A melancolia das tuas músicas é mais do tipo realista, no sentido em que encaras as coisas como elas são, com os pés assentes na terra, e não como sofredor irrecuperável?
Sim, definitivamente, e nessa perspectiva nem sei se acaba por ser melancolia o que perpassa nas canções que escrevo.
Onde costumas escrever?
Não tenho um local exclusivo para a escrita, mas normalmente faço-o em casa.
Muitas das tuas letras são introspectivas e falam de experiências reais. Já resolveste problemas enquanto escrevias? Ou chegaste a conclusões mais claras?
Algumas coisas já se tornaram mais claras, sim, o que é natural quando exploramos mentalmente uma situação ou ideia, mesmo que seja apenas para lhe extrair um conteúdo ou significado estético.
Com “April” (2003) desbravaste terreno para que a indie folk se começasse a produzir em Portugal. Sentes que contribuíste para esse caminho?
Pessoalmente não sinto que o “April” tenha tido esse papel, mas já várias pessoas me fizeram saber que o vêem dessa forma, pelo que talvez esse disco tenha dado o seu contributo para a consolidação desse tal terreno indie folk por cá.
Lanças um álbum de dois em dois anos. És muito metódico?
Não sou muito metódico, mas não sou exageradamente desorganizado. Gosto da regularidade que temos mantido nas edições e espero mantê-la, mas não planeio de antemão o trabalho de cada disco.
Queres fazer algo diferente no próximo disco?
Sim, essencialmente em termos de processo de trabalho. Não antevejo que as canções venham a cortar com a linha estética que temos vindo a seguir, mas gostaria de experimentar outros métodos de trabalho no registo das canções, métodos um pouco mais exigentes na vertente logística e de agenda, pelo que não sei ainda se será possível levar a cabo a experiência, mas a ideia é pelo menos tentar.

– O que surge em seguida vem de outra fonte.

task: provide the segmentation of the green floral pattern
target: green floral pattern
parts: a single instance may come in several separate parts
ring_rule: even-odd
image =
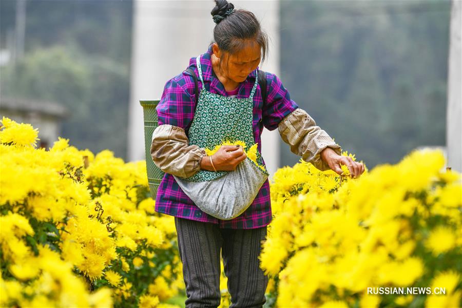
[[[256,79],[248,98],[237,99],[224,97],[211,93],[205,89],[199,56],[196,59],[196,64],[202,88],[194,118],[189,127],[190,144],[213,149],[216,145],[226,140],[241,140],[245,143],[246,150],[248,150],[255,143],[252,130],[253,109],[254,94],[257,89],[258,79]],[[249,158],[246,159],[256,166]],[[263,165],[261,154],[258,150],[257,161],[260,165]],[[262,170],[259,168],[258,170],[269,176],[266,170]],[[229,172],[230,171],[215,172],[201,169],[191,177],[181,178],[191,182],[204,182],[211,181]]]

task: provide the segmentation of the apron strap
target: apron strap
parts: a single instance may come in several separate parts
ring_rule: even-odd
[[[197,70],[199,71],[199,79],[201,80],[201,82],[202,83],[202,89],[205,89],[205,84],[204,83],[204,79],[202,78],[202,69],[201,68],[200,59],[200,55],[198,55],[197,57],[196,58],[196,65],[197,66]]]
[[[257,89],[257,85],[258,84],[258,71],[255,69],[255,83],[254,84],[254,87],[252,88],[252,91],[251,92],[250,96],[248,97],[251,100],[254,99],[254,94],[255,93],[255,90]]]

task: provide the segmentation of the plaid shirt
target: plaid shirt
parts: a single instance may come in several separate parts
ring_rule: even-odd
[[[211,93],[228,96],[223,85],[212,69],[211,45],[201,55],[200,63],[205,88]],[[189,67],[196,72],[199,93],[202,83],[199,79],[196,57],[189,60]],[[238,87],[237,98],[249,97],[257,78],[254,71]],[[254,96],[253,128],[255,142],[261,152],[261,136],[264,126],[269,130],[278,125],[286,116],[298,108],[291,100],[288,92],[274,74],[266,73],[266,102],[263,105],[260,85]],[[188,134],[194,117],[196,105],[194,81],[183,72],[167,82],[160,102],[156,108],[159,125],[170,124],[184,129]],[[263,159],[263,164],[264,160]],[[252,229],[264,227],[271,221],[272,216],[268,179],[263,184],[251,206],[239,216],[222,220],[209,215],[198,207],[182,190],[171,175],[166,173],[159,185],[156,198],[155,210],[158,213],[199,221],[218,224],[220,228]]]

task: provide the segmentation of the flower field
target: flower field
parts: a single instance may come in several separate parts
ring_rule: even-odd
[[[2,121],[0,305],[184,300],[173,217],[155,213],[144,162],[94,155],[62,138],[37,149],[37,137],[29,124]],[[462,186],[444,164],[441,152],[420,151],[358,179],[301,160],[279,169],[260,256],[271,277],[267,306],[462,305]],[[223,307],[226,285],[222,270]],[[379,287],[446,294],[367,294]]]

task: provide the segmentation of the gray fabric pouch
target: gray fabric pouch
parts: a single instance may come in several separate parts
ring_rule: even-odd
[[[235,170],[212,181],[191,182],[174,177],[201,210],[219,219],[229,220],[250,206],[268,176],[246,158]]]

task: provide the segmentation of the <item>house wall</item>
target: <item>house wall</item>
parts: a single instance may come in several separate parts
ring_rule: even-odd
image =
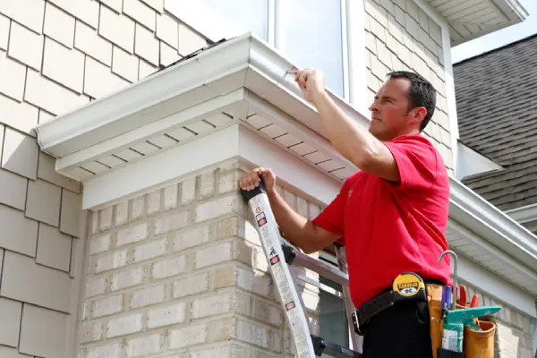
[[[429,72],[440,93],[445,91],[438,32],[430,20],[410,0],[365,1],[368,87],[378,89],[389,69],[401,68],[400,61],[402,68],[406,64],[426,76]],[[268,288],[266,263],[259,253],[251,256],[260,249],[243,217],[244,208],[236,192],[220,192],[222,187],[231,191],[231,182],[223,177],[236,175],[235,169],[196,174],[196,180],[186,184],[191,189],[192,183],[198,185],[192,198],[195,202],[183,203],[188,192],[183,182],[176,187],[176,203],[174,189],[168,187],[161,191],[159,200],[151,192],[91,213],[87,227],[81,210],[81,184],[55,173],[54,159],[39,153],[32,130],[38,123],[121,90],[205,44],[203,37],[165,13],[163,0],[0,2],[0,225],[7,227],[0,235],[0,356],[72,357],[78,346],[75,333],[81,339],[84,358],[102,356],[99,352],[134,355],[156,346],[159,352],[166,351],[170,344],[176,352],[184,352],[185,342],[199,342],[196,348],[209,350],[209,356],[226,350],[258,357],[291,351],[286,322]],[[445,94],[439,107],[436,125],[430,124],[427,132],[451,168]],[[286,197],[299,212],[312,217],[319,210],[288,192]],[[235,206],[228,208],[226,200]],[[205,209],[198,212],[214,217],[194,226],[197,205],[203,203],[207,205],[200,208]],[[187,207],[191,221],[177,233],[190,231],[190,235],[183,234],[178,242],[192,247],[179,250],[175,234],[162,233],[166,240],[157,237],[156,223],[171,220]],[[116,247],[117,234],[137,224],[147,225],[147,237]],[[87,228],[92,241],[88,247]],[[135,234],[121,237],[132,240]],[[104,239],[99,242],[98,237]],[[106,247],[107,240],[109,248],[92,251],[93,243]],[[149,246],[143,251],[135,251],[145,244]],[[138,261],[140,252],[153,255],[165,249],[163,257]],[[122,253],[107,256],[116,251]],[[177,260],[184,271],[174,273],[178,268],[173,263],[171,268],[166,265],[161,260],[164,257]],[[157,261],[160,265],[153,265]],[[101,271],[107,265],[115,268]],[[160,268],[155,270],[155,266]],[[153,281],[156,272],[166,277]],[[140,286],[129,286],[140,279],[143,280]],[[195,285],[190,284],[192,281]],[[189,295],[177,286],[199,291]],[[139,292],[141,289],[147,293]],[[132,308],[133,297],[148,305]],[[308,286],[304,297],[316,320],[316,290]],[[107,300],[99,301],[103,299]],[[158,302],[149,305],[151,300]],[[192,303],[192,308],[187,303]],[[124,311],[115,311],[119,307]],[[112,312],[101,316],[99,310],[100,314]],[[170,311],[177,315],[166,314]],[[172,318],[182,321],[159,326]],[[80,332],[75,329],[79,321],[83,322]],[[196,326],[185,328],[187,322]],[[527,332],[524,324],[505,323],[514,336]],[[131,329],[135,331],[130,333]],[[119,336],[110,337],[115,334]],[[233,339],[227,341],[230,337]],[[202,342],[197,340],[201,338]],[[99,351],[96,346],[104,348]]]
[[[81,358],[292,352],[237,166],[191,173],[92,213]],[[303,214],[319,211],[282,192]],[[316,289],[303,298],[315,321]]]
[[[205,44],[163,0],[0,1],[0,356],[75,348],[81,186],[32,128]]]
[[[448,111],[448,89],[440,26],[413,0],[363,0],[365,60],[369,99],[372,103],[390,71],[414,71],[438,91],[437,108],[425,135],[439,149],[448,172],[454,174]]]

Gostavas de experimentar outras formas de apresentação dos álbuns em concertos ao vivo. Há alguma ideia que tenhas em mente para este disco?
Para este disco gostaria em algum momento de replicar ao vivo os arranjos que gravámos. Parece uma ideia elementar, mas na verdade não seria trabalho fácil e exigiria re-aprender algumas partes e mesmo rebuscar afinações de guitarra que foram usadas no momento da gravação mas que não faço neste momento ideia de quais sejam…
Por outro lado, gostaria de em algum momento fazer um conjunto de espectáculos com uma componente visual que incluísse as letras das canções.
Ouvi dizer que és economista e que gostas do que fazes. Se a música passasse a ser um trabalho, o teu único sustento, perderia a magia que tem?
Já pensei que sim, mas neste momento estou convencido que não, a magia da música parece-me hoje independente do papel que desempenhe na vida de cada um. Curiosamente esta minha posição ganhou consistência na minha cabeça num momento em que o meu interesse pela magia da Economia passou também para um patamar mais sólido.
Em que altura do dia convidarias as pessoas a ouvir o teu novo álbum? Eu diria com raios alaranjados a espreitarem pela janela, num fim de tarde outonal…
Um fim de tarde outonal parece-me bem, mas idealmente estenderia esse fim de tarde às outras estações do ano também.